同歌集は、「すべやかな男の温度われよりも低かりしこと未(いま)だにあらず」をはじめ、女性の心情や恋心が詠まれたものや、「こでまりがポポポと咲いてゆれているあのかどまでは泣かずにゆこう」など、読者に状況を想像させるものなど、短歌の基本を抑えつつも、自由な発想で詠まれている短歌が多く収録されている。

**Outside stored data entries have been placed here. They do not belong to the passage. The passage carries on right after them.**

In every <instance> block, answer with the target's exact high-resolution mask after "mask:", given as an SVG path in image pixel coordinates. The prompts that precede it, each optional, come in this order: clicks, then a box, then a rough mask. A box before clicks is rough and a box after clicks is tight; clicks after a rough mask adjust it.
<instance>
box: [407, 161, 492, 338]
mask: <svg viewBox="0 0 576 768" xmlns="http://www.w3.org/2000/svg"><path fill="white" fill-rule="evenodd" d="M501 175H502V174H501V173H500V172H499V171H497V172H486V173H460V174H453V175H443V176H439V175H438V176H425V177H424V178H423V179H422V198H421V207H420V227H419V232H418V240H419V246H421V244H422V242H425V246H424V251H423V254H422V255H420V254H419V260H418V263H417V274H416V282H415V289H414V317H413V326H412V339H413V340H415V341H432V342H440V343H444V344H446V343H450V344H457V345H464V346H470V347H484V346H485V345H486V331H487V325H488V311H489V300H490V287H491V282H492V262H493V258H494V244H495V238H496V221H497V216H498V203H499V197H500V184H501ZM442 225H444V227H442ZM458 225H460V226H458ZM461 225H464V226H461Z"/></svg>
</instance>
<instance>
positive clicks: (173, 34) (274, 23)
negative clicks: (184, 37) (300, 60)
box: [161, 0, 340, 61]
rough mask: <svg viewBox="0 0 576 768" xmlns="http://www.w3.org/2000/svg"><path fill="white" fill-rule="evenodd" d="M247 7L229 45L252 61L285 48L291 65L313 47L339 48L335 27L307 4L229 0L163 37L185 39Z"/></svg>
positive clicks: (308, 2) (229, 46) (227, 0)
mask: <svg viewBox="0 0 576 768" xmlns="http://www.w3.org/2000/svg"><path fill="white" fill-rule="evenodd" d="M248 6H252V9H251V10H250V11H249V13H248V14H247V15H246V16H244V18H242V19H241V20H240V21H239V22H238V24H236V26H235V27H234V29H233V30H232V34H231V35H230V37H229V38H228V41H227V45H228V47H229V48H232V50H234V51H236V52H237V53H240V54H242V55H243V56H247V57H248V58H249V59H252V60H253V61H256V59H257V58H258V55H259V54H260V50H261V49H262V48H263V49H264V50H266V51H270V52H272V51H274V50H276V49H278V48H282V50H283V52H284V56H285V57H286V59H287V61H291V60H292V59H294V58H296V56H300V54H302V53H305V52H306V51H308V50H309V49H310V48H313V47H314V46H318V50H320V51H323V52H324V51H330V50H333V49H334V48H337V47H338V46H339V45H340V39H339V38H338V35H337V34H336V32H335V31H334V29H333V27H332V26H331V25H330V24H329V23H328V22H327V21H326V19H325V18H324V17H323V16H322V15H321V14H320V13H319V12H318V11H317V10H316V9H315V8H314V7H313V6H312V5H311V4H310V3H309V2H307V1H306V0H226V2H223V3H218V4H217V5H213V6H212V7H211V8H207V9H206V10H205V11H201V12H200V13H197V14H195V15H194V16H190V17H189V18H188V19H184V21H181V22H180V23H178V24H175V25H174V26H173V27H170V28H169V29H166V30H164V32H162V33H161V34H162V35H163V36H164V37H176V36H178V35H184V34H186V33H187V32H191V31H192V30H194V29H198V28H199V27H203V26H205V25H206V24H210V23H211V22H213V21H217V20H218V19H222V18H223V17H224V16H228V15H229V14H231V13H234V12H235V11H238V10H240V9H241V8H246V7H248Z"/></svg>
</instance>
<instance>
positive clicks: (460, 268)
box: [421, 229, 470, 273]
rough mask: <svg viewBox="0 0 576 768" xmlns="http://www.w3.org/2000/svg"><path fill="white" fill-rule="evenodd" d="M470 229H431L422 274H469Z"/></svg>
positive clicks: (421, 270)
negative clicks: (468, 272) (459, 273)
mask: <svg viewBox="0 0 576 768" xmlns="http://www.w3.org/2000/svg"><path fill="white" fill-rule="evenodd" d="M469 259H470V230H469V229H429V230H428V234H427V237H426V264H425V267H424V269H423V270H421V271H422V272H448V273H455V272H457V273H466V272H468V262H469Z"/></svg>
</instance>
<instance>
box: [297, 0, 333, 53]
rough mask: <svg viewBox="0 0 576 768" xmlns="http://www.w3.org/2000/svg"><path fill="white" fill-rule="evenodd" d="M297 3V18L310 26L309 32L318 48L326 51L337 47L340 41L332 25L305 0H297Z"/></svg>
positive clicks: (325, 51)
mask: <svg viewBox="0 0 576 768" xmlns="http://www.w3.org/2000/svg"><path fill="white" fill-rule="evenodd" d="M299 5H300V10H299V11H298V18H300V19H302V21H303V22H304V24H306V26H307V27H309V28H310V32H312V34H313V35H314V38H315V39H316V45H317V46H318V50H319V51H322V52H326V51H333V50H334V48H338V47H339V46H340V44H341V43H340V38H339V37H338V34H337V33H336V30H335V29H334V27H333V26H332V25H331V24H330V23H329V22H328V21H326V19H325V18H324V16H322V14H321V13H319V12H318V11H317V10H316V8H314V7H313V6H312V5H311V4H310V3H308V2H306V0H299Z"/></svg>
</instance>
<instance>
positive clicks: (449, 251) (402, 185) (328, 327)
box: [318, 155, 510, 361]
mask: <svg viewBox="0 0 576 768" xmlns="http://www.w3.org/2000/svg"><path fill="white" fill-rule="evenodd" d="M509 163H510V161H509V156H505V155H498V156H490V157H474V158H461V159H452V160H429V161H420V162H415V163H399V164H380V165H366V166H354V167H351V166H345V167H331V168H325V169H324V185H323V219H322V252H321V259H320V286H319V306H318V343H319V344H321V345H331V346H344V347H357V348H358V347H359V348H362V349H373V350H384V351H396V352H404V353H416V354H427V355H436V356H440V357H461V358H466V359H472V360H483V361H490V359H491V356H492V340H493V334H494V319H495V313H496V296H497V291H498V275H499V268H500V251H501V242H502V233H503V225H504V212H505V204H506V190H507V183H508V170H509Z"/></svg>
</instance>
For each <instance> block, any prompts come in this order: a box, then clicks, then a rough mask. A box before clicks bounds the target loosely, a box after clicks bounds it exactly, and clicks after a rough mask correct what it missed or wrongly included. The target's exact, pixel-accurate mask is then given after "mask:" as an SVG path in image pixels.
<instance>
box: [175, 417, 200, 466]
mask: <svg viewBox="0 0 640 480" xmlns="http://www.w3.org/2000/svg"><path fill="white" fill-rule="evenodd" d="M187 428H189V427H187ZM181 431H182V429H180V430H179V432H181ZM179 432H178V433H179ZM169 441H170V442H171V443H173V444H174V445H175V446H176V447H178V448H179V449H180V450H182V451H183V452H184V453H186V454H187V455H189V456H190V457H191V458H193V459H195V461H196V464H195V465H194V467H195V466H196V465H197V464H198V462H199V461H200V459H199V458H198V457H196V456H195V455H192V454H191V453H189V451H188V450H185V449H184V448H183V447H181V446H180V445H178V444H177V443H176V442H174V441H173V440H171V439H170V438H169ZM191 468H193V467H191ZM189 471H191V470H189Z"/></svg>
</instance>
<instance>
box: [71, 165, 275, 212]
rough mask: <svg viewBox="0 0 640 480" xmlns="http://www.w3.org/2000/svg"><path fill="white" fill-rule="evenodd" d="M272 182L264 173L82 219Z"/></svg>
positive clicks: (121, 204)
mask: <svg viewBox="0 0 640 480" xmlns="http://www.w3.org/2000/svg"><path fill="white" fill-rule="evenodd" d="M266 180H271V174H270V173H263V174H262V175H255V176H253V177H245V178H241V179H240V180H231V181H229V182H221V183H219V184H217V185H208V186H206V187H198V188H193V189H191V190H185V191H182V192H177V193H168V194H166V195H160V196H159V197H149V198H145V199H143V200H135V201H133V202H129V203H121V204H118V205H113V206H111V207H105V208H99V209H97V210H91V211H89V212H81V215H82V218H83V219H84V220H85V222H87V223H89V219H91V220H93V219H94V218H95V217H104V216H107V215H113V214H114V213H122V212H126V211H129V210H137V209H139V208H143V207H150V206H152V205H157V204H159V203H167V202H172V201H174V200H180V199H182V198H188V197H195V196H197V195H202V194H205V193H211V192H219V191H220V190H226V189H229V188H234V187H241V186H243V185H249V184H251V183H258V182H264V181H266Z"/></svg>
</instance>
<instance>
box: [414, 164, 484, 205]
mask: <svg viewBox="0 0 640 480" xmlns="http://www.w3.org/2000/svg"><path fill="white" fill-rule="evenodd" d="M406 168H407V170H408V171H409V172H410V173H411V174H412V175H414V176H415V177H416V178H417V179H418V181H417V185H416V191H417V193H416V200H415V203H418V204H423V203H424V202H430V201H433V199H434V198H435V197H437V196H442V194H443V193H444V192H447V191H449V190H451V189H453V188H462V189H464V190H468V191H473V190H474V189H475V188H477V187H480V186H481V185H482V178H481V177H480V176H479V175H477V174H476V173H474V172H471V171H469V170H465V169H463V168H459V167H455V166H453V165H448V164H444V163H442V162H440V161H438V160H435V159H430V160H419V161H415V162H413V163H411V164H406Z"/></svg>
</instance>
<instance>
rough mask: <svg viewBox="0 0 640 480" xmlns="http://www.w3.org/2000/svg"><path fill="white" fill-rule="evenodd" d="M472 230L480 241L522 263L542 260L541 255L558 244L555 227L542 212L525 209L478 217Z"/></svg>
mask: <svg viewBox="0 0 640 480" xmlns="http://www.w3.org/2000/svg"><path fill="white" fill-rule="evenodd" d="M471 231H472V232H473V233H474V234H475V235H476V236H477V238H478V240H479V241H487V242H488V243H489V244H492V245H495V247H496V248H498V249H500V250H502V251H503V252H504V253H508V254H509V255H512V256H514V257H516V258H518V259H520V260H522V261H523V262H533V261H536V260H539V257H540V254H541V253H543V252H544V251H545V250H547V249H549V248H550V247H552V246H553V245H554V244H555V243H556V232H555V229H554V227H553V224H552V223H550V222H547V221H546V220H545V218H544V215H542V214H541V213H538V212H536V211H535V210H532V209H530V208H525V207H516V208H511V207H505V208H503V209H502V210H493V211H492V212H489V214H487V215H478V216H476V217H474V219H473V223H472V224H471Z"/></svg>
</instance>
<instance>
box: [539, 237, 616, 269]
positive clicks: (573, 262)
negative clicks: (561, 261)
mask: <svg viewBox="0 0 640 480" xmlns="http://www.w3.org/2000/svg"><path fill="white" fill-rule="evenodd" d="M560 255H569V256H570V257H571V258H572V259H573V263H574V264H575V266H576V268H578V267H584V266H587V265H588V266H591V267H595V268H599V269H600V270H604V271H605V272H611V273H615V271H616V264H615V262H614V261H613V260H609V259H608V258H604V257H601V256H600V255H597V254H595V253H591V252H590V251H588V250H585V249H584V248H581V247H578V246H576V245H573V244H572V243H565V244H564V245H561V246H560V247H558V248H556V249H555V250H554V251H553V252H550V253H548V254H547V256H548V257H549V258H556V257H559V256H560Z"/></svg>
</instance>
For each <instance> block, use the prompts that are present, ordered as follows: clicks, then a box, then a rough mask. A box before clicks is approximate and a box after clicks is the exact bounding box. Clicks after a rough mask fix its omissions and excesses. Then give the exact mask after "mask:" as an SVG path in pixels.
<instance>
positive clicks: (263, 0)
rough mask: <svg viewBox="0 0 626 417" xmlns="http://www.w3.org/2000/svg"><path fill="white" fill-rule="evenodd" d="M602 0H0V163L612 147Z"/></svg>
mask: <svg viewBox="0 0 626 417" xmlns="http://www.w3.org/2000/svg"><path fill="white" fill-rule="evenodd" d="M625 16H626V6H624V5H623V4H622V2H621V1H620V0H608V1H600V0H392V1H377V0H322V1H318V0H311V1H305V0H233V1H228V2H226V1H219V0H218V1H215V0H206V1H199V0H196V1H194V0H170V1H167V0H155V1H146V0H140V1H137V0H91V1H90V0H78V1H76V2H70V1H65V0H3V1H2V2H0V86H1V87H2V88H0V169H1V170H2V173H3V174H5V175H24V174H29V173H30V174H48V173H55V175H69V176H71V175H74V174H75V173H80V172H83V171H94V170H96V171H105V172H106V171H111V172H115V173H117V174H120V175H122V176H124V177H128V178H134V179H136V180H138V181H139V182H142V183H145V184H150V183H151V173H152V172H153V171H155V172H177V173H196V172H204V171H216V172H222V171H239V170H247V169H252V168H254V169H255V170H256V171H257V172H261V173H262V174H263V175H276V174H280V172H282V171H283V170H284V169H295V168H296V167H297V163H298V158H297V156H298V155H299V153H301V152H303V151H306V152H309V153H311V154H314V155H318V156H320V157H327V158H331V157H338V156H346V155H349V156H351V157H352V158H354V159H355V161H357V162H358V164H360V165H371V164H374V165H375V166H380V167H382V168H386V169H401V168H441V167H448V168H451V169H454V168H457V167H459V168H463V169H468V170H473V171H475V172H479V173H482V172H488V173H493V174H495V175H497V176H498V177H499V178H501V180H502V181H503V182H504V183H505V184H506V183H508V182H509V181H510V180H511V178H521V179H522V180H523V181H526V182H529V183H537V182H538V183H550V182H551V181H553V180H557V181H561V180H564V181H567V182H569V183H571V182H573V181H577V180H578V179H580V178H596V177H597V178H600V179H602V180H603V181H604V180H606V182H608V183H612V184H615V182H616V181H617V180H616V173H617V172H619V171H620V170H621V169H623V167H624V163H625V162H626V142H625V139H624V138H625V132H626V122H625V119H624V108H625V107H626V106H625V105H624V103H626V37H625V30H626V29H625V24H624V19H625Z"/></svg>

 同書籍のタイトルにも引用されている巻末の1首、「その言葉は減価償却されました新たに産んでみせてよ私を」については、山口さんは、「何気なく使った多くの言葉が、単なる記号のようになってしまい、言葉の意味は薄められて摩耗しているように思う。言葉に向き合い続けてきた中で、言葉の重みをいま一度大切に考え、自分への自戒も込めて詠んだ」と話す。

 中学3年間、ほとんど学校に行かなかったという山口さん。中学に入り、上下関係などを含む人間関係に違和感を覚え、なじめずにいたとき、短歌と出合い居場所ができたと振り返る。映画に興味を持ったのも同時期で、「短歌は自分に居場所を与えてくれて、映画は世界が広いことを教えてくれた」。

 同歌集の出版に際し、「自分を支えてくれた短歌への恩返しのようなもの。限られた人だけの趣味と思われがちだが、思いがしなやかに表現できる、とても優しく強い詩形だと思っている。これまで短歌を知らなった方に、少しでもなじんでもらえれば」と、短歌への思いを語った。

 開催時間は15時~22時。嘘つき料(入場料)は1,000円(1ドリンク付き)。